Once you’ve recorded, edited and comped your vocals, a little careful prep work could pay real dividends when it comes to the mix.
If your song has a lead vocal, will almost always be the most important element in the mix: it’s the conversation that forms a bond between performer and listener, the teller of the song’s story, and the focus to which other instruments give support. You already understand that, of course — which is why you made the effort to find the perfect mic for your voice, record some great takes, and even do a little comping to leave you with the best possible performance. Now you’re ready to get busy with the mix... right?
Actually, just having this wonderful performance in your DAW doesn’t mean it’s ready to mix. In fact, in my experience, there’s plenty more you can do to your recorded vocals to maximise your chances of achieving a great end result. So, in this article I’ll take you step by step through my own approach to this mix‑prep stage for vocals. It won’t be a comprehensive discussion of vocal prep‑work, but what’s here works well for me — and I hope it will help you too. Next month, I’ll conclude this two‑part mini‑series with some tips for handling your vocals in the mix itself.
Once I’ve edited and comped my ‘perfect take’, I bounce the vocal into one long track that lasts from the start of the song to the end, and the first thing I then reach for is a noise removal tool. Yes, really!

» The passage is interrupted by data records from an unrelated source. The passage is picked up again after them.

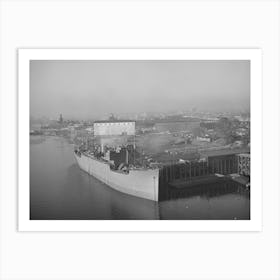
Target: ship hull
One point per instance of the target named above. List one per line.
(143, 183)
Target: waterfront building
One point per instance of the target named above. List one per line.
(114, 127)
(243, 164)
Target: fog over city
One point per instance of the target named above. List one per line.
(91, 89)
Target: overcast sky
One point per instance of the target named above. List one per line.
(90, 89)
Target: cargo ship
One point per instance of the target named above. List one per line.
(141, 182)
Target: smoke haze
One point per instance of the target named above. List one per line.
(90, 89)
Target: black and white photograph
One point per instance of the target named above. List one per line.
(139, 139)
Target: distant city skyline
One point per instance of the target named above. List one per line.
(92, 89)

Ideally you won’t have much noise to contend with in the first place, and it’s true that the better the recording, the less you’ll need to do. But I find there’s always some degree of preamp hiss, hum, or other unwanted noise, particularly if you’re recording in a room in your home rather than a dedicated studio. Tackling such issues at the outset makes for a more ‘open’ vocal sound — and one that will respond better to whatever processing you’ll end up throwing at it in the mix, rather like removing a layer of dust from a painting will make it more striking.
There are lots of noise removal tools but if you don’t own one, check to see if your DAW has something suitable. For instance, Cockos Reaper includes the ReaFIR plug‑in (that’s also available as a free VST plug‑in for other DAWs, as part of the ReaPlugs bundle). Alternatively, you could export it for processing in a stand‑alone program — Magix Sound Forge, Adobe Audition and Steinberg Wavelab are among the audio editors that have built‑in noise reduction algorithms, and depending on the nature of the noise, various non-linear editing video apps such as Final Cut Pro may have something that will do the job. But if you plan on doing this stuff a lot it’s probably worth investing in a dedicated restoration program like iZotope’s RX.

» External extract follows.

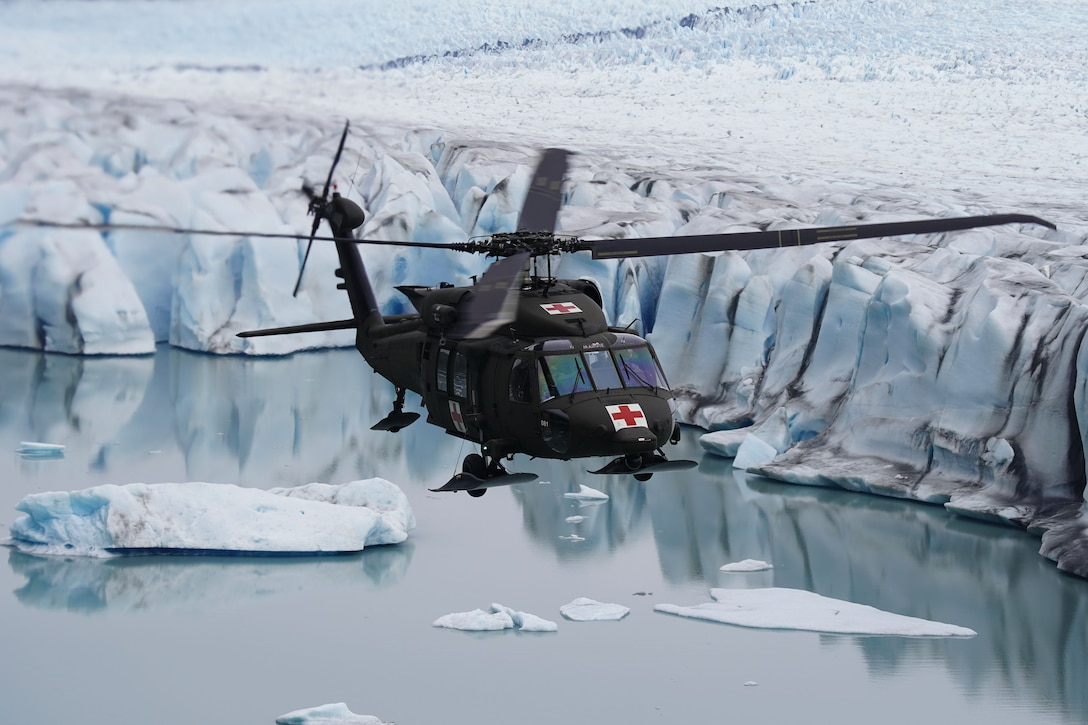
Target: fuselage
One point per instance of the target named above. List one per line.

The typical procedure with most of these tools is to capture a ‘noise print’ by finding a section of the recording that consists only of noise, save that as a reference sample, then instruct the program to subtract anything with those characteristics from the vocal. But you have to be careful both in capturing the noise print, and in how far you take the processing.
With that in mind, make sure you sample nothing but the noise you’re targeting; you absolutely mustn’t have any of the vocal, or any other sounds in there. You need only a few hundred milliseconds, and if you get into the practice of capturing a little ‘silence’ through the mic when recording (and ensure you keep some of it if trimming and exporting your files) this will be easy.

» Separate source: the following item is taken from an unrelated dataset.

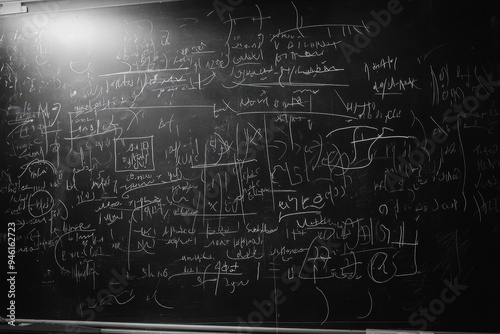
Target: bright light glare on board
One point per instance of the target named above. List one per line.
(76, 33)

Note that it’s very, very easy to apply too much noise reduction — attenuation of 6‑10 dB should be enough for our purposes. Otherwise you’ll almost certainly remove parts of the vocal itself and be lumbered with unwanted ‘chirpy’ artifacts. Both of these will leave you with an artificial sound that’s far worse than leaving the noise alone!
After reducing the overall hiss level, I go through the file and delete all the sections of silence in between vocal passages. Why? Well, the voice will mask any noise when it’s present, and when there’s no voice there will be no noise at all from headphone leakage, mouth noises, mic handling noise and so forth.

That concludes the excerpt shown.